For 68 years Emperor Franz Josef ruled over the Czech Republic. His reign shaped Prague enormously. Both architecturally and culturally, the traces of his reign in Prague can still be discovered today. However, he never received the Bohemian crown – despite several attempts.
Born in Vienna in 1830, since his earliest childhood Franz Josef had been educated to take over the throne. The high expectations of him did not make him doubt, but only spurred his ambition. At the age of 18, he took over the leadership of the Empire after the abdication of his uncle and took extremely harsh measures against the revolution in 1848. His conservative ideas were also directed against the Czech aspirations to establish a constitution.
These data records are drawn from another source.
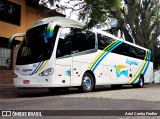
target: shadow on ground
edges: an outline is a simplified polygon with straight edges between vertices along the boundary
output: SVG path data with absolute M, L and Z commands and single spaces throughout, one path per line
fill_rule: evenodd
M 148 86 L 148 85 L 147 85 Z M 145 86 L 145 87 L 147 87 Z M 113 91 L 113 90 L 132 90 L 132 86 L 122 86 L 118 89 L 113 89 L 110 86 L 97 86 L 94 92 L 99 91 Z M 59 95 L 68 95 L 68 94 L 77 94 L 82 93 L 78 88 L 65 88 L 50 93 L 47 88 L 38 88 L 38 89 L 18 89 L 13 85 L 0 86 L 0 98 L 34 98 L 34 97 L 45 97 L 45 96 L 59 96 Z

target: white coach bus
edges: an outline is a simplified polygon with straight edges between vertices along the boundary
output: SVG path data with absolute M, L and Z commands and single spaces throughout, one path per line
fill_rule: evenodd
M 64 17 L 38 21 L 24 37 L 16 60 L 14 86 L 19 88 L 81 87 L 153 81 L 151 51 Z

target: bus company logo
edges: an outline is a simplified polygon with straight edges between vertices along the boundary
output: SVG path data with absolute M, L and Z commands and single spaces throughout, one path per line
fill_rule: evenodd
M 32 71 L 32 69 L 23 69 L 22 72 L 29 72 Z
M 138 65 L 138 62 L 127 59 L 127 60 L 126 60 L 126 64 L 129 64 L 130 66 L 131 66 L 131 65 Z

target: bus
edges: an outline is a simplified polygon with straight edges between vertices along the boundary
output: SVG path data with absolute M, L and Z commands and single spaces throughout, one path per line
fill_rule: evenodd
M 14 70 L 18 88 L 79 87 L 91 92 L 95 86 L 133 85 L 153 81 L 151 51 L 65 17 L 38 21 L 23 37 Z

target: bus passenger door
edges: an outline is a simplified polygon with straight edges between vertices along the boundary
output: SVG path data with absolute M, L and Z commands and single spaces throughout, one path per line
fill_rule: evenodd
M 60 30 L 60 36 L 56 51 L 56 86 L 70 86 L 71 85 L 71 40 L 67 28 Z

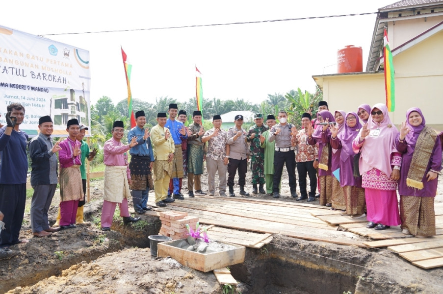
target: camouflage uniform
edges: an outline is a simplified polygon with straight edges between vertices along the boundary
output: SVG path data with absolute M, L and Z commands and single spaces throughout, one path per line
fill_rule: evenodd
M 261 126 L 257 126 L 257 124 L 252 126 L 248 132 L 246 141 L 251 143 L 249 147 L 249 155 L 251 156 L 251 171 L 252 173 L 252 183 L 264 184 L 264 172 L 263 164 L 264 163 L 264 149 L 260 147 L 261 142 L 259 138 L 268 129 L 268 127 L 263 123 Z M 254 133 L 255 137 L 251 139 L 251 135 Z

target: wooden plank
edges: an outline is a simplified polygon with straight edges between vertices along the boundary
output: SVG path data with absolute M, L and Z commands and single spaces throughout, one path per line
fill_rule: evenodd
M 425 240 L 427 239 L 427 238 Z M 422 240 L 423 239 L 422 239 L 421 240 Z M 439 247 L 443 247 L 443 240 L 429 241 L 427 242 L 420 242 L 412 244 L 404 244 L 403 245 L 397 245 L 396 246 L 389 246 L 388 247 L 388 250 L 390 250 L 391 251 L 397 252 L 397 253 L 402 253 L 408 251 L 422 250 L 424 249 L 433 249 L 434 248 L 438 248 Z
M 332 225 L 338 225 L 342 223 L 355 223 L 356 222 L 367 222 L 366 217 L 360 219 L 353 219 L 349 217 L 343 217 L 340 215 L 319 216 L 317 217 L 322 220 L 324 220 Z
M 426 239 L 420 238 L 409 238 L 406 239 L 390 239 L 387 240 L 380 240 L 378 241 L 371 241 L 369 242 L 364 242 L 363 244 L 369 247 L 373 247 L 378 248 L 379 247 L 387 247 L 388 246 L 395 246 L 396 245 L 401 245 L 403 244 L 411 244 L 412 243 L 417 243 L 418 242 L 423 242 L 424 240 L 434 241 L 443 239 L 443 236 L 434 236 Z
M 236 286 L 238 283 L 235 279 L 231 275 L 230 273 L 214 273 L 217 280 L 222 285 L 234 285 Z
M 228 270 L 226 267 L 214 270 L 212 271 L 214 272 L 214 273 L 231 273 L 231 270 Z
M 425 270 L 433 269 L 434 268 L 439 268 L 440 267 L 443 267 L 443 257 L 426 259 L 426 260 L 420 260 L 420 261 L 413 262 L 412 263 L 412 264 L 419 267 L 422 269 L 425 269 Z
M 400 256 L 411 262 L 443 257 L 443 247 L 403 252 Z

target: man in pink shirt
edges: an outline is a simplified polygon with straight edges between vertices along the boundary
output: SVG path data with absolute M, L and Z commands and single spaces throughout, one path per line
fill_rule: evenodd
M 134 137 L 130 144 L 124 145 L 120 142 L 125 129 L 123 122 L 117 121 L 112 125 L 112 138 L 104 143 L 103 162 L 104 169 L 104 185 L 103 189 L 103 207 L 102 209 L 102 230 L 109 231 L 115 207 L 118 203 L 120 216 L 125 224 L 137 221 L 140 218 L 132 218 L 129 214 L 128 197 L 130 196 L 130 171 L 128 164 L 128 151 L 137 144 Z

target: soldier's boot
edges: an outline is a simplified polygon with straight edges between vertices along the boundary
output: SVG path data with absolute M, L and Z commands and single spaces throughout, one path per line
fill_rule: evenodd
M 252 184 L 252 193 L 254 194 L 258 194 L 259 191 L 257 190 L 257 184 Z M 240 192 L 241 194 L 241 192 Z
M 256 187 L 257 187 L 257 185 L 256 185 Z M 244 185 L 240 186 L 240 195 L 244 196 L 249 196 L 249 193 L 245 191 L 245 186 Z

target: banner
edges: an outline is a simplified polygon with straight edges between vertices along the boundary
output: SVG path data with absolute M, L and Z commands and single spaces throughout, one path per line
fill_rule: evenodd
M 6 106 L 25 108 L 20 129 L 38 134 L 40 117 L 51 116 L 55 137 L 77 119 L 90 129 L 89 52 L 0 25 L 0 122 Z

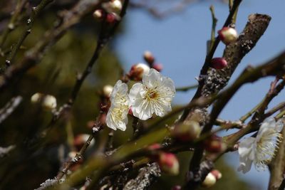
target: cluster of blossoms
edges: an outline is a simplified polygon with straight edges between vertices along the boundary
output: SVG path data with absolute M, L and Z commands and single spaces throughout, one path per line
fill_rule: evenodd
M 111 93 L 106 124 L 114 130 L 125 130 L 130 109 L 142 120 L 151 118 L 153 114 L 163 117 L 171 111 L 175 94 L 174 83 L 155 69 L 150 68 L 148 73 L 144 73 L 142 83 L 134 84 L 129 94 L 128 90 L 127 84 L 118 80 Z
M 247 173 L 252 163 L 258 171 L 266 169 L 282 138 L 280 132 L 284 125 L 282 120 L 276 122 L 274 118 L 267 118 L 261 124 L 256 137 L 249 137 L 242 141 L 239 146 L 240 164 L 238 171 Z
Nonetheless, Prague was right at the top of the list on his first trip outside Austria.
In the footsteps of the Emperor in Prague
The honeymoon of the newlywed imperial couple Franz Josef I and Elisabeth of Bavaria, Sisi for short, took them to Prague. There they were in the center of attention. It should remain the most popular visit of the emperor in Prague.
Today, his traces can be found in the Lapidarium of the National Museum. There is a bronze statue of Franz Josef I, which was originally at the main station. Also on display in the lapidary are the portrait busts of the imperial couple created by the artist Antonin Pavel Wagner.
Furthermore, the emperor visited the industrial palace at the exhibition center in 1891, in which the industrial exhibition celebrated its anniversary. He also took over the patronage over the exhibition. Finally, a mooring at the Kaiserwiese in Prague was named after Franz Josef and even personally visited by him in 1907. Also named after him were for some time the main railway station (1871-1919) and Náměstí Republiky, which was from 1916-1919 the Franz Josef I. – Square.
Today’s Legion Bridge was named the chain bridge of Emperor Franz Josef I. until 1898. However, it was replaced in 1901 by the Legion Bridge and so today there is no evidence of his rule at this point anymore. However, many of the places that still exist in the city today are, by some means, associated with Emperor Franz Josef I, but either replaced or renamed. But with a little research, you will quickly find connections.